Remittance flows have been broadly maintained through 2002 and into January 2003, reflecting the essential nature of the family support function that remittances serve. But property investment — a discretionary activity that requires confidence, planning, and the ability to visit Jamaica to inspect properties and complete transactions — has been deferred by many diaspora members who are waiting for greater clarity about the global outlook. Estate agents report that enquiries from North American and British Jamaicans are being made, but that the conversion rate from enquiry to purchase is lower than it was in 1999 and 2000.
Affordability
Jamaica’s housing affordability challenge is structural, deep-rooted, and not susceptible to quick resolution. At commercial mortgage rates of 20–25 per cent, the monthly debt service on a loan of J$2.5 million — a sum insufficient to purchase even a modest formal housing unit in most urban areas — exceeds the take-home pay of a household at the median income level. The arithmetic of formal homeownership is, for the majority of Jamaicans, prohibitive without NHT support.

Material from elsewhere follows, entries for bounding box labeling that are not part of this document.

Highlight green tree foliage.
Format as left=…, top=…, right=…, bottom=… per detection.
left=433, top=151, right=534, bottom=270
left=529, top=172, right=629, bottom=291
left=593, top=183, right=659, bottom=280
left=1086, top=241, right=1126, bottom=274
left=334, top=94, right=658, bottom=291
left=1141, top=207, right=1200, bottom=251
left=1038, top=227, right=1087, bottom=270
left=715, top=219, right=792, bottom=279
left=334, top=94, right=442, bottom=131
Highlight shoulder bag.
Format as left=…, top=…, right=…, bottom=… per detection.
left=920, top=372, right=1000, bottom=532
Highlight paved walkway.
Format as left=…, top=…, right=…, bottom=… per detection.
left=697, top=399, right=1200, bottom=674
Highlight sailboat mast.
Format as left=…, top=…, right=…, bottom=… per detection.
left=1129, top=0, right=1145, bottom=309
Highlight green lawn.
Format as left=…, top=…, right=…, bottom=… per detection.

The consequence of this affordability gap is the continued expansion of informal settlement — squatter communities where residents occupy land without formal title, building incrementally as resources permit, outside the regulatory frameworks that govern formal construction. These communities house a substantial and growing share of Jamaica’s urban population. The government’s squatter regularisation programme attempts to bring some of these communities within the formal system by granting title to long-term occupants, but the pace of regularisation is consistently outrun by the pace of new informal settlement formation.

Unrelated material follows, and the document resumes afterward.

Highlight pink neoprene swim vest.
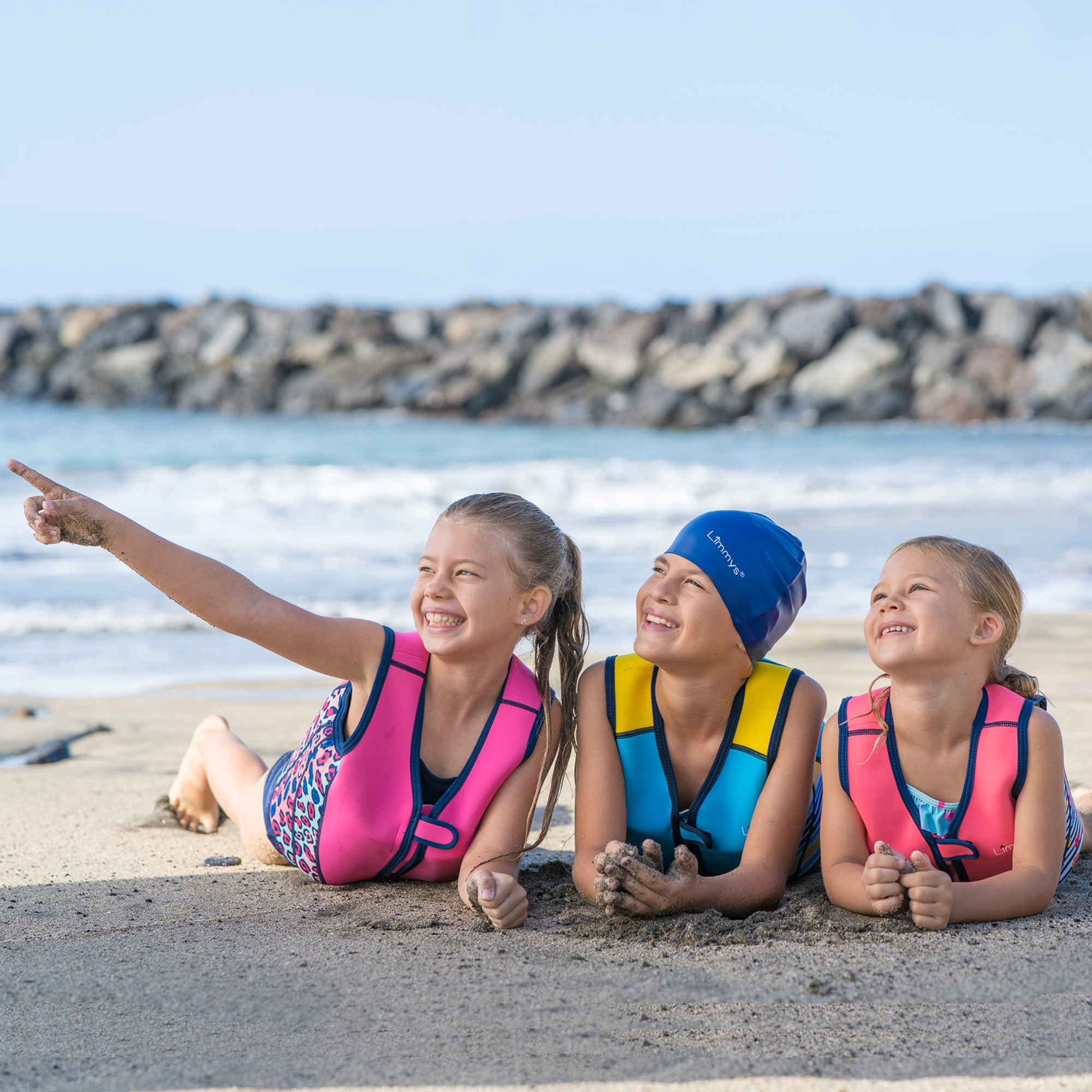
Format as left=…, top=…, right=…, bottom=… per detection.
left=268, top=630, right=544, bottom=883
left=838, top=685, right=1034, bottom=880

Closing the affordability gap requires either a structural decline in commercial mortgage rates — which depends on a sustained reduction in inflation and the normalisation of BOJ monetary policy — or a dramatic expansion of subsidised housing supply through the NHT and related mechanisms. Neither development is imminent, and neither can be willed into existence by policy announcement alone. The housing affordability crisis is a problem of macroeconomic structure as much as housing policy, and it will respond to macroeconomic improvement before it responds to sector-specific interventions.
Looking Ahead
The immediate outlook for Jamaica’s property market in February and beyond depends heavily on two variables outside the island’s control. The first is the Venezuela oil situation: if the PDVSA strike ends and regional fuel supply normalises, one source of cost pressure on the construction sector will ease. The second — and far larger — is the Iraq crisis. The coming weeks will either bring a diplomatic resolution that seems currently improbable, or a military action whose consequences for global commodity prices and consumer confidence cannot be predicted with confidence.
Domestically, the Patterson government’s ability to translate its housing commitments into deliverables will be tested throughout 2003. The NHT’s operational performance, the progress of the land titling programme, and the government’s capacity to attract private sector co-investment into affordable housing delivery will be the key domestic variables this review will monitor. Against an uncertain global background, these domestic policy levers are the factors that Jamaican policymakers can most directly influence — and their importance is heightened precisely because the external environment is so difficult to control.